Pas de remise en cause du nucléaire dans la campagne électorale. Nicolas Sarkozy a même régulièrement imposé l’alternative « l’atome ou la bougie ». Et pourtant, selon un sondage, une majorité de Français juge possible une sortie du nucléaire.


 

Après la catastrophe de Fukushima, voilà un an, le nucléaire s’annonçait comme l’un des grands thèmes de la campagne présidentielle. Mais le sujet a disparu des radars, ou presque. Ainsi, le 11 mars, une chaîne humaine contre le nucléaire rassemblait 60 000 personnes, le long du Rhône, dans une quasi-indifférence politique et médiatique. Et pourtant les Français, qui habitent le pays le plus nucléarisé au monde, sont loin d’être des farouches partisans de ces centrales, si on en croit le sondage réalisé par l’institut CSA pour Greenpeace.

Comme tout sondage, prenons-le avec des pincettes.
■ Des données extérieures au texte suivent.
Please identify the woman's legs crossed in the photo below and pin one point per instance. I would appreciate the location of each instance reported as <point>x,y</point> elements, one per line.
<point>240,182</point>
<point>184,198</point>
D’emblée, la première question fait référence à la catastrophe de Fukushima. Mais la réponse apparaît sans équivoque : les deux tiers (67%) des personnes interrogées estiment « qu’un accident dans une centrale nucléaire aussi grave que celui qui a touché le Japon pourrait survenir en France ». Ils sont même plus de 7 sur 10 à estimer que « les centrales nucléaires sont vieillissantes et cela augmente le risque d’accident. ».
Les Français sont partagés sur l’affirmation selon laquelle « les installations nucléaires françaises sont plus sûres qu’ailleurs ». Mais une large majorité, près de 9 sur 10, s’estiment « pas suffisamment informé sur les mesures à prendre en cas d’accident nucléaire en France ».
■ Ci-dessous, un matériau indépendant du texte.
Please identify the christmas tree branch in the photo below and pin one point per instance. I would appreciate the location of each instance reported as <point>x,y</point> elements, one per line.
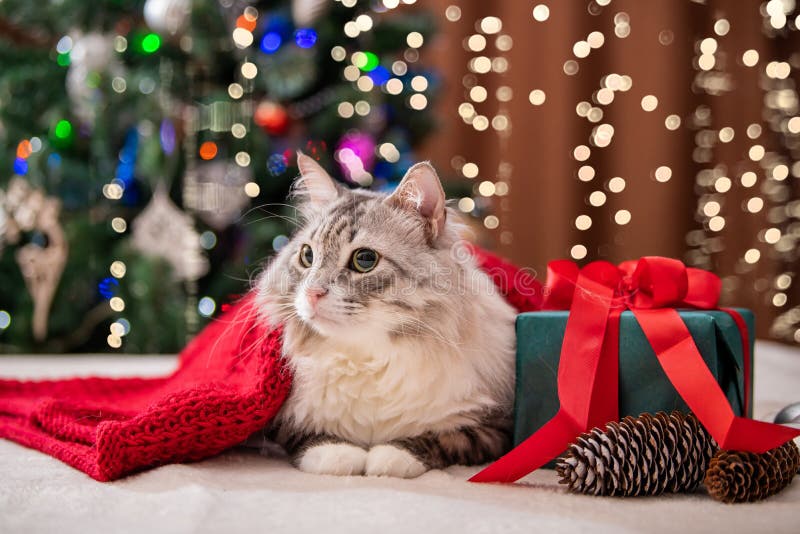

Ce sont les sympathisants UMP qui sont les plus favorables au nucléaire. Ils sont ainsi les seuls à penser en majorité que les centrales françaises sont les plus sûres. Sans surprise, ce sont eux aussi qui semblent les plus réceptifs aux déclarations répétées de Nicolas Sarkozy selon lequel la sortie du nucléaire serait « une folie » et signifierait un « retour à la bougie » : seulement 35% de ces sympathisants estiment « possible de se passer du nucléaire en France en développant les énergies renouvelables et en favorisant les économies d’énergie ».
Mais sur l’ensemble des personnes interrogées, une majorité (54%) juge cette transition possible.
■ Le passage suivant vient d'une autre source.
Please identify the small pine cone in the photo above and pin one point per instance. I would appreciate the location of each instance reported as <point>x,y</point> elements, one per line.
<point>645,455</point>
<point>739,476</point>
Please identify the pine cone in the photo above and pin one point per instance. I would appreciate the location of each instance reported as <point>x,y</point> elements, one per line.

Les Français sont « manifestement plus conscients du risque nucléaire que les responsables politiques », se réjouit Greenpeace, rappelant que « la Cour des comptes l’a démontré dans son rapport, et l’âge de nos centrales l’impose : des décisions cruciales devront être prise pendant le prochain quinquennat. » (Voir notre article : « Les centrales nucléaires devront vivre plus longtemps ».)
Pour autant, les prises de position des favoris à la présidentielle ne présagent pas de décisions cruciales. Nicolas Sarkozy a déjà acté l’allongement de la durée de vie des centrales. François Hollande, lui, entend faire passer la part du nucléaire dans la production d’électricité de 75% à 50% à l’horizon 2025. Mais il ne compte fermer qu’une seule centrale au cours du prochain quinquennat : la plus vieille, celle de Fessenheim. Et il poursuivra le chantier de l’EPR à Flamanville. Pour Karine Gavand, de Greenpeace, « l’équation ne tient pas ».